If not sequestration through falciparum-like endothelial cytoadherence, what other mechanisms might account for the marked accumulation of P. knowlesi-infected red cells in the microvasculature? Early 1940s “motion picture” microscopy studies in rhesus macaques demonstrated marked microcirculatory changes in P. knowlesi-infected monkeys, with impairment of microvascular flow reported to be a critical factor in fatal outcomes (Knisely and Stratman-Thomas, 1945, 1948). These studies reported coating of parasitized red cells with a “precipitate,” progressing at higher parasitaemias to a further coating of both infected and uninfected red blood cells, binding infected and uninfected red cells together, and changing blood to a “thick, muck-like sludge,” leading to microvascular obstruction and widespread tissue hypoxia (Knisely and Stratman-Thomas, 1945, 1948). Whether such agglutination and sludging contributes to microvascular obstruction and severe disease in human knowlesi malaria is not clear.

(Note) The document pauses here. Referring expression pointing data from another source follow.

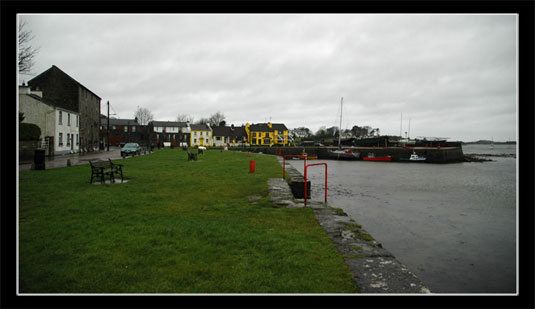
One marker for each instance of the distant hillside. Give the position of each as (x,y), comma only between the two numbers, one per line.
(487,142)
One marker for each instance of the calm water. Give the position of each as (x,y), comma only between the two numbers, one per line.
(453,225)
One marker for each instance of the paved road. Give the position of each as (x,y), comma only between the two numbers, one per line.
(76,159)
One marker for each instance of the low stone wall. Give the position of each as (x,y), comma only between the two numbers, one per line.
(434,155)
(374,269)
(27,150)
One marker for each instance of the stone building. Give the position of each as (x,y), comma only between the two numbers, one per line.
(123,131)
(67,93)
(169,133)
(59,126)
(229,136)
(201,135)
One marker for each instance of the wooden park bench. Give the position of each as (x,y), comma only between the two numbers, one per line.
(100,169)
(192,156)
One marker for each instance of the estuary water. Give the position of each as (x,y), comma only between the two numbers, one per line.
(453,225)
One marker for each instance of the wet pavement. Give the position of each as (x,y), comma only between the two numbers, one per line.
(374,268)
(76,159)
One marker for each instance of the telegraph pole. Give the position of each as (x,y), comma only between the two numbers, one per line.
(108,128)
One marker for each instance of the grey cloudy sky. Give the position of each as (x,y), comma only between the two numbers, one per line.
(453,75)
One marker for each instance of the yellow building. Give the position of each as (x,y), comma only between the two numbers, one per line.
(267,134)
(201,135)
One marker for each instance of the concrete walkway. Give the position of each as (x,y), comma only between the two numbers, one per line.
(375,269)
(76,159)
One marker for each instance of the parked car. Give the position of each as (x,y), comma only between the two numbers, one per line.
(130,149)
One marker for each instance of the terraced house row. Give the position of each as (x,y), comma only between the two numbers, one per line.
(176,134)
(69,116)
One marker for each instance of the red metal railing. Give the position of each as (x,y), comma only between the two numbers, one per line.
(289,156)
(306,166)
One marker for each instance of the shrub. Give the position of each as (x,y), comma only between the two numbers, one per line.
(29,132)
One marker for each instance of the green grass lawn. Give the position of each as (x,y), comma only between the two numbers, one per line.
(174,227)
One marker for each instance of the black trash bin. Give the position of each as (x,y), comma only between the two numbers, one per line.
(39,159)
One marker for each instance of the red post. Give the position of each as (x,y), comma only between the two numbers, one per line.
(290,156)
(306,167)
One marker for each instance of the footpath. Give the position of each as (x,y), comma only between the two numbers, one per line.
(375,269)
(75,159)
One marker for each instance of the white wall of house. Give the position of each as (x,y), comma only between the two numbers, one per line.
(67,138)
(220,140)
(201,138)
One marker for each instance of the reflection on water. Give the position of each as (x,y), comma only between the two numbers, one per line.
(453,225)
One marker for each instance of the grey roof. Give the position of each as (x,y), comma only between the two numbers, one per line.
(199,127)
(74,80)
(169,124)
(279,126)
(229,131)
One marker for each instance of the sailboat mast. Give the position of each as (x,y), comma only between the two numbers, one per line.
(340,128)
(401,125)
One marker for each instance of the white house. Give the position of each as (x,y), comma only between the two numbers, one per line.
(60,128)
(201,135)
(169,132)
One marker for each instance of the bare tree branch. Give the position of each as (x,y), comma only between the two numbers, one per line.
(26,51)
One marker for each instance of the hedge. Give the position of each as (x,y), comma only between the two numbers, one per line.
(29,132)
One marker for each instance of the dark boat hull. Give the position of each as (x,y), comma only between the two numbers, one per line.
(343,156)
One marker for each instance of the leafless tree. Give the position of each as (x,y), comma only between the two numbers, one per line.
(26,51)
(216,119)
(184,118)
(143,115)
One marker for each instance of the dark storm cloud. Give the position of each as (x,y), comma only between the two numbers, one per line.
(452,75)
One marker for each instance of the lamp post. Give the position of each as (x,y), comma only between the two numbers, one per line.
(108,129)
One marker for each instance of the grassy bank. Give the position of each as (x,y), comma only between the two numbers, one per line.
(174,227)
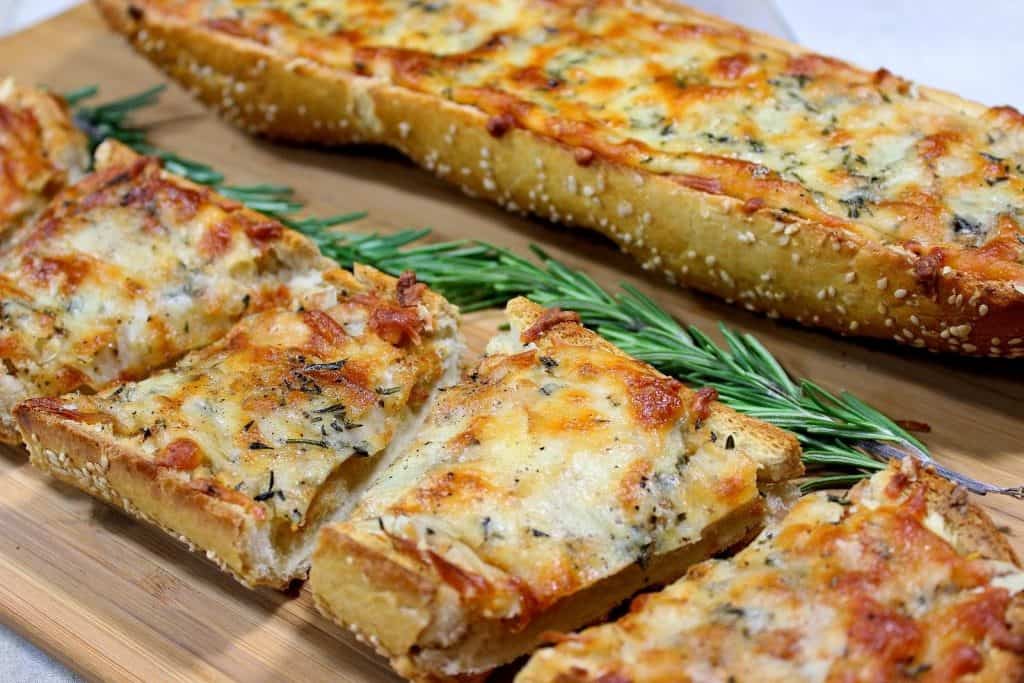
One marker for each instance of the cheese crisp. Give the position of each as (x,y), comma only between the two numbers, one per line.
(247,445)
(555,480)
(902,581)
(41,152)
(129,269)
(786,181)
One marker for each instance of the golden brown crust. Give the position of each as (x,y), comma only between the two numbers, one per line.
(103,285)
(247,446)
(84,459)
(478,539)
(41,152)
(859,286)
(401,607)
(903,580)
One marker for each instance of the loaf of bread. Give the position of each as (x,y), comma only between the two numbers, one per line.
(554,481)
(784,181)
(247,446)
(903,580)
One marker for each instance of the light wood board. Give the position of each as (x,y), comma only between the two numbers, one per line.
(116,600)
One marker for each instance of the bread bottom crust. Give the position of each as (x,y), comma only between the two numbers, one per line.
(389,602)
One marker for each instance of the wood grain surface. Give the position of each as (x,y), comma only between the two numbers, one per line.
(116,600)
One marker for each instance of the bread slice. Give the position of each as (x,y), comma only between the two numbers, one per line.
(129,269)
(903,580)
(41,152)
(557,479)
(785,181)
(247,446)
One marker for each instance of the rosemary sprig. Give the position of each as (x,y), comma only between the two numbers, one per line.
(111,120)
(844,438)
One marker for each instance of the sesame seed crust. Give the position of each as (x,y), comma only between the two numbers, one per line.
(821,275)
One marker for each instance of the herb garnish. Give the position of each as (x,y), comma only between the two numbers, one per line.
(844,438)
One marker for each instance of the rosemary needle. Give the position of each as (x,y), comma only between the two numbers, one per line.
(844,439)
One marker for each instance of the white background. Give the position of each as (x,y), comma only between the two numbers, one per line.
(973,48)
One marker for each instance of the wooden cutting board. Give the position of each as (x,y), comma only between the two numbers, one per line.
(115,600)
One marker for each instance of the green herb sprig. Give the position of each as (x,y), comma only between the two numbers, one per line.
(844,438)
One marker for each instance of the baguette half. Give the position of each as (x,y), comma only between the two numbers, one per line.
(557,479)
(903,580)
(247,446)
(784,181)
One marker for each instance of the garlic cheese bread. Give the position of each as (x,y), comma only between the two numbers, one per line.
(784,181)
(41,152)
(129,269)
(902,581)
(554,481)
(248,445)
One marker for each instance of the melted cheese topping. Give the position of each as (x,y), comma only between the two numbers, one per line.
(267,413)
(41,152)
(672,91)
(129,269)
(554,465)
(859,589)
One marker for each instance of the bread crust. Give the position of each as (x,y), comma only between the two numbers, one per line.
(45,351)
(214,479)
(776,452)
(41,148)
(82,458)
(643,646)
(409,571)
(803,269)
(390,601)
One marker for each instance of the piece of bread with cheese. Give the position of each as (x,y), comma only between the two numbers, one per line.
(41,152)
(557,479)
(902,580)
(247,446)
(784,181)
(129,269)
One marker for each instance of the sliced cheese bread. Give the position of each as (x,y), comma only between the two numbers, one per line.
(554,481)
(129,269)
(903,580)
(785,181)
(245,447)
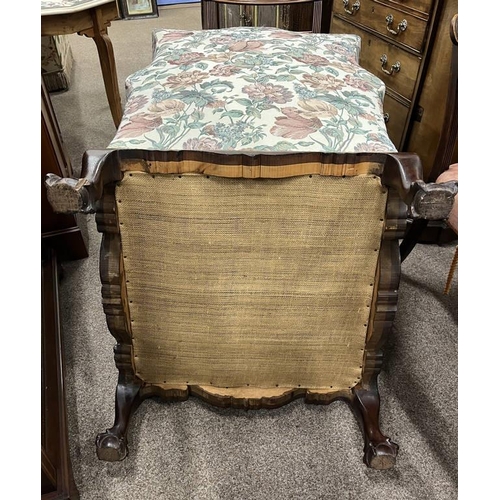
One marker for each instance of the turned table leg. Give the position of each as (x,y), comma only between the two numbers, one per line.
(99,34)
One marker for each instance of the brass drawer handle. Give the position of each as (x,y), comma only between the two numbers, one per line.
(355,7)
(394,68)
(401,26)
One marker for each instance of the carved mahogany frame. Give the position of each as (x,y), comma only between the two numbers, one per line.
(408,195)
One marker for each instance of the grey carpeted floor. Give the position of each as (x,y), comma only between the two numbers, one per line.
(184,451)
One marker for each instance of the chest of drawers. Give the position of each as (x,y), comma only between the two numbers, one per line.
(398,38)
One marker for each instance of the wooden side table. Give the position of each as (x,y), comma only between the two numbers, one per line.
(90,18)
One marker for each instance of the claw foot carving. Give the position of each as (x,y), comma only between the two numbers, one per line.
(111,447)
(381,455)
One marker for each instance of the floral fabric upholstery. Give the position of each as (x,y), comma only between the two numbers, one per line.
(254,89)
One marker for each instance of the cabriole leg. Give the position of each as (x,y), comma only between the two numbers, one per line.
(112,444)
(380,451)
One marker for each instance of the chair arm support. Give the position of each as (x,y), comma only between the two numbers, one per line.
(430,201)
(67,195)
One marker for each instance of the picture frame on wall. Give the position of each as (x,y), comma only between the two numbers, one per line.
(137,9)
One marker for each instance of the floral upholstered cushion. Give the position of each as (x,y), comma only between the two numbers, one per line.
(254,89)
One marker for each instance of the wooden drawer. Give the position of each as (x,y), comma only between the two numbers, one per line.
(418,6)
(395,115)
(373,15)
(373,48)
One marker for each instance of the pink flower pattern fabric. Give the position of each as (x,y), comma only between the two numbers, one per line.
(254,89)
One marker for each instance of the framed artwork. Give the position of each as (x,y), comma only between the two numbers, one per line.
(134,9)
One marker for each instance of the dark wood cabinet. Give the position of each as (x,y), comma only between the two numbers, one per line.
(63,238)
(406,44)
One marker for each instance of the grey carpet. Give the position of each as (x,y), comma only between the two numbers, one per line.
(184,451)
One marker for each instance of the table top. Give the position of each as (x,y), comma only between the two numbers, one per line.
(54,7)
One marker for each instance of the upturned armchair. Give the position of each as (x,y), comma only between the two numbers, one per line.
(251,206)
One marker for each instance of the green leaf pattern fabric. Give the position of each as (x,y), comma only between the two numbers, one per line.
(254,89)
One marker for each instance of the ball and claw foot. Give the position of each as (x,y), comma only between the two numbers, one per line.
(110,447)
(381,455)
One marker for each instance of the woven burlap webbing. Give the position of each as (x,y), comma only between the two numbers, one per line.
(260,283)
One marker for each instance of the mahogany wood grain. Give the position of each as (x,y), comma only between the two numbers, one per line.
(56,471)
(93,23)
(399,173)
(302,17)
(372,15)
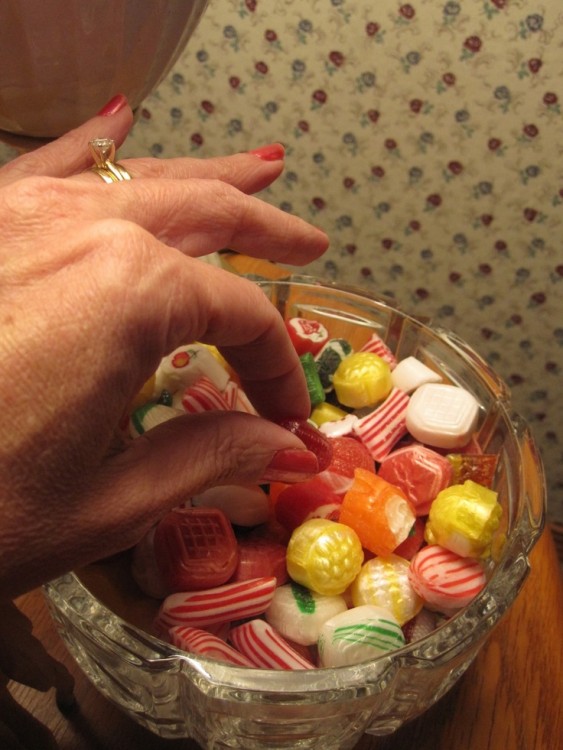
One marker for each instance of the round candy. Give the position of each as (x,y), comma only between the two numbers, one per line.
(359,634)
(362,379)
(298,614)
(324,556)
(377,511)
(444,580)
(464,518)
(265,647)
(384,582)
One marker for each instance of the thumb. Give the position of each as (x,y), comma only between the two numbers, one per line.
(183,457)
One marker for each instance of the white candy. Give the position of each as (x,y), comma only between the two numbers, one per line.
(244,505)
(340,427)
(187,364)
(441,415)
(150,415)
(299,614)
(359,634)
(411,373)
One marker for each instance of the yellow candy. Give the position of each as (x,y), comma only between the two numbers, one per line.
(362,379)
(326,412)
(324,556)
(384,582)
(464,518)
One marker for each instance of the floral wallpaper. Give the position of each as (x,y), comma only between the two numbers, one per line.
(426,138)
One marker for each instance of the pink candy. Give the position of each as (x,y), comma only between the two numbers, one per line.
(202,642)
(380,430)
(445,580)
(265,648)
(233,601)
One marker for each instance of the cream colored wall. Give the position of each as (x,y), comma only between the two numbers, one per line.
(426,138)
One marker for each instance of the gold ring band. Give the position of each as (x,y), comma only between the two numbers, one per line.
(103,151)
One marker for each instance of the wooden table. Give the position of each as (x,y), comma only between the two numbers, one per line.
(509,699)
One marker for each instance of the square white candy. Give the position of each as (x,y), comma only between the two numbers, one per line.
(411,373)
(441,415)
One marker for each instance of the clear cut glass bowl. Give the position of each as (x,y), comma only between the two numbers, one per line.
(177,695)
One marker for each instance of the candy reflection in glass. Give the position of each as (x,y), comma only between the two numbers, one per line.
(381,543)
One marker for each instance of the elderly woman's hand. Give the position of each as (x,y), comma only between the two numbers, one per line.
(98,282)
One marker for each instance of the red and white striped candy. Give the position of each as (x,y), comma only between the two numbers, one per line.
(200,642)
(265,647)
(233,601)
(445,580)
(203,395)
(237,398)
(376,345)
(380,429)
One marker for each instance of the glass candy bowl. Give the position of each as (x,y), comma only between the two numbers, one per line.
(220,706)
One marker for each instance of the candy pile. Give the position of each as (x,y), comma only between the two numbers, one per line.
(390,539)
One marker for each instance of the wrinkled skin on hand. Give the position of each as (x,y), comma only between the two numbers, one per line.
(98,282)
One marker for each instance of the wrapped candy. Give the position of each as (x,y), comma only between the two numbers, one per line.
(446,581)
(359,634)
(265,647)
(384,582)
(464,518)
(324,556)
(362,379)
(378,512)
(298,613)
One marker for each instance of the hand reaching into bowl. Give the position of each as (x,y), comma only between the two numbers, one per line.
(100,281)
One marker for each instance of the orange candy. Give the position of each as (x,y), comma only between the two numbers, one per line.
(378,512)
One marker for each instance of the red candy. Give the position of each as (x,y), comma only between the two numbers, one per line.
(304,500)
(261,558)
(313,439)
(306,335)
(234,601)
(265,647)
(348,454)
(198,641)
(420,472)
(195,548)
(445,580)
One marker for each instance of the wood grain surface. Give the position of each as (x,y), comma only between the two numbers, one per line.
(509,699)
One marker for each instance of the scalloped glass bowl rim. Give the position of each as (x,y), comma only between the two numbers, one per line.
(454,634)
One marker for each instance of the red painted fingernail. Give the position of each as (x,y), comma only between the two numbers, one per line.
(272,152)
(116,103)
(291,465)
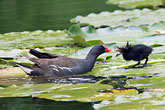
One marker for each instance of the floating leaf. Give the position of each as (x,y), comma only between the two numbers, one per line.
(21,40)
(82,35)
(123,18)
(135,3)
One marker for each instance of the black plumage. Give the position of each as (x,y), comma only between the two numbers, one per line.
(47,64)
(137,53)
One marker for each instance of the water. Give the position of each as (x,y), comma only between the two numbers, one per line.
(41,104)
(29,15)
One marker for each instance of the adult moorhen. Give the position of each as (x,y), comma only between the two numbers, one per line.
(48,65)
(137,53)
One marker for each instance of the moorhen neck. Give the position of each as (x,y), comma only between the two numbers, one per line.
(57,65)
(137,53)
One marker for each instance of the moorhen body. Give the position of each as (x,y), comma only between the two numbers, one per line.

Autogglutination and clumping of infected red blood cells is associated with disease severity in falciparum malaria (Pain et al., 2001). Agglutinates of infected red blood cells have been recently observed in blood from a knowlesi malaria patient, in association with platelets (Kho et al., 2018). In falciparum malaria, agglutination of infected red blood cells is mediated by platelet-expressed CD36 (Pain et al., 2001), however, the inability of P. knowlesi-infected red blood cells to bind CD36 in vitro (Fatih et al., 2012) suggests a distinct mechanism may mediate such agglutination in knowlesi malaria in humans.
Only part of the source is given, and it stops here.